Le festival d’Avignon en a encore fait la démonstration cette année. Le théâtre rentre dans l’ère de l’immersif à cadence accélérée. Et cette tendance semble entraîner dans son sillon l’émergence de formes réjouissantes.
Le grand rendez-vous du genre, baptisé « Aires numériques », dédié aux formes 2.0 au Grenier à Sel, en était à sa quatrième édition à Avignon. Dans le désordre, on y découvrait le spectacle E.MOTION : l’extraordinaire métamorphose en motion capture temps réel et marionnettes numériques 3D, un cirque en réalité virtuelle, la comédie sur l’intelligence artificielle GaroutsIA… Que d’inventivité sur scène ! Alors même qu’on pensait le théâtre cantonné au strict jeu d’acteurs, parfois en musique ou dans des décors spectaculaires en mouvement, certes.
Scènes augmentées et virtuelles, dispositifs immersifs et interactifs, expériences numériques… On l’a vu : les possibilités foisonnent.

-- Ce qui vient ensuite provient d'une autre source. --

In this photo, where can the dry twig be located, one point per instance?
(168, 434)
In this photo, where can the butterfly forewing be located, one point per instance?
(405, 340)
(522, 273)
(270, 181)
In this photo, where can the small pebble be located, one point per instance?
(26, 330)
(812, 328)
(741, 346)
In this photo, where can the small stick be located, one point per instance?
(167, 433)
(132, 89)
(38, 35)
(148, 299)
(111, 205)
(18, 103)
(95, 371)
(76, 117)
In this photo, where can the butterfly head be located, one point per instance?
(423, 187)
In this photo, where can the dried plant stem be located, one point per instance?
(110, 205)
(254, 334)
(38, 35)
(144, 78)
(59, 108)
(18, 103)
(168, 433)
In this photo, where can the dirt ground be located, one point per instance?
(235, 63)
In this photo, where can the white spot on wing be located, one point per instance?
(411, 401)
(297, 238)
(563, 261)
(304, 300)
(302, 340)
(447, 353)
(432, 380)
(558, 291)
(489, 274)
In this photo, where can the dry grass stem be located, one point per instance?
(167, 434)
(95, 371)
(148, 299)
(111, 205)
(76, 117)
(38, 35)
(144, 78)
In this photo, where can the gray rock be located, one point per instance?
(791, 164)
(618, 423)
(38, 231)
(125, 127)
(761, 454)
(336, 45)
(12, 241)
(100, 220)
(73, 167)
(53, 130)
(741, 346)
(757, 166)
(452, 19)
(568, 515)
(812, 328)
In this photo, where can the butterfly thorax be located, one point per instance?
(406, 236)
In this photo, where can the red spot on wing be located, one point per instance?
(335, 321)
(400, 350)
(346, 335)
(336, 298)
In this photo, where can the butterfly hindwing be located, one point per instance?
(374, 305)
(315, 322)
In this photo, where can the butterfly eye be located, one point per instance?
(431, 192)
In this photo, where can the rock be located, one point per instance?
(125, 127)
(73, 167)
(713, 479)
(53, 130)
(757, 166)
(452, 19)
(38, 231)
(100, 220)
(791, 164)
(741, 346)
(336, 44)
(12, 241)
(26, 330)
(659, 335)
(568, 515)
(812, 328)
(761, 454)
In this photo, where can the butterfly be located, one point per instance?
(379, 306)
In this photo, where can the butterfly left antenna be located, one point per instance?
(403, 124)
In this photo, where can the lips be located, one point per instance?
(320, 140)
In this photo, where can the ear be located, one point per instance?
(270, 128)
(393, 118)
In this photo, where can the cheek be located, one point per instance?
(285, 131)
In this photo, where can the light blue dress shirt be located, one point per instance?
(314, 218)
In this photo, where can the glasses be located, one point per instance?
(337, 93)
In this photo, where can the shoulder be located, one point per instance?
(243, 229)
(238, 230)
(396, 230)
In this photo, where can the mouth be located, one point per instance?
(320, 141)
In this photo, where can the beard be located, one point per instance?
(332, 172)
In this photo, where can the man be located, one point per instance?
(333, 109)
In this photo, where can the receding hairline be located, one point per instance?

Mais qu’apportent-elles réellement au théâtre ? Là aussi, les réponses varient. Elles ont été passées en revue pendant le forum « Entreprendre dans la culture 2023 » les 12 et 13 juillet, toujours à Avignon. Parmi elles, sont évoquées comme points forts la « diversification des publics » et une « réinvention de la relation spectateurs/interprètes ». Ces formes seraient plus à même d’attirer les néophytes dans les salles et de les embarquer en les impliquant sensoriellement et activement. À ce sujet, on pense à la pièce L’Éloquence des fleurs (Axel Beaumont, Julie Desmet Weaver, Léa Ducré et Benjamin Hoguet) qui permettait aux spectateurs d’envoyer des messages en direct pour les voir traduits en oracles au « parler fleur ».
Pour ce qui est des ressorts créatifs, Rémi Ronfard (chercheur associé à l’EnsAD) loue au cours du forum des « possibilités dramaturgiques inédites ». On l’aura donc compris : l’immersif vient dépoussiérer et booster un milieu qui peinait à séduire les nouvelles générations. En résultent des oeuvres hybrides, qui ne reculent plus pour mixer le jeu d’acteurs avec de la 3D, du virtuel, de la réalité augmentée…
De nouveaux challenges pour les lieux de diffusion, et pas que…
Néanmoins, pour le théâtre, passer des dispositifs traditionnels à l’immersion est plus facile à dire qu’à faire. D’abord, notons que ces formes atypiques constituent de nouvelles scènes et infrastructures qui confrontent des salles bâties il y a parfois plusieurs siècles à leurs limites. Le défi, de taille, ressemble parfois à faire « rentrer des ronds dans des carrés » remarque Joris Mathieu, directeur du Théâtre Nouvelle Génération interrogé par Libération.
La viabilité de ces nouvelles propositions, plébiscitées du côté du public et de certains artistes, se pose aussi en termes de finances. En effet, leur coût de production est globalement plus élevé que pour un plateau classique. En un mot : qui va payer ? Organismes du spectacle vivant ou bien celles pour le cinéma et l’image animée comme c’est le cas du CNC ? Les professionnels plaident pour des financements croisés. Et bonne nouvelle : leurs demandes semblent entendues.
Ultime frein, et pas des moindres, Joris Mathieu parle d’un « changement de culture ». Entre théâtre et digital, nous faisons face à deux paradigmes que tout semble opposer. L’un repose sur l’aspect vivant, l’incarnation, les corps à l’oeuvre. L’autre sur le recours aux technologies. L’idée n’est certainement pas de perdre cette dimension « vivante » mais de prendre conscience qu’elle peut se conjuguer avec le virtuel pour de nouveaux types d’expériences. Et réciproquement, il se pourrait que le théâtre vienne apporter un coup de jeune à nos usages hyper-individualisés de ces mêmes technologies en les transposant dans un contexte collectif, interactif. En conclusion : décloisonner est et restera toujours un signal favorable pour la création.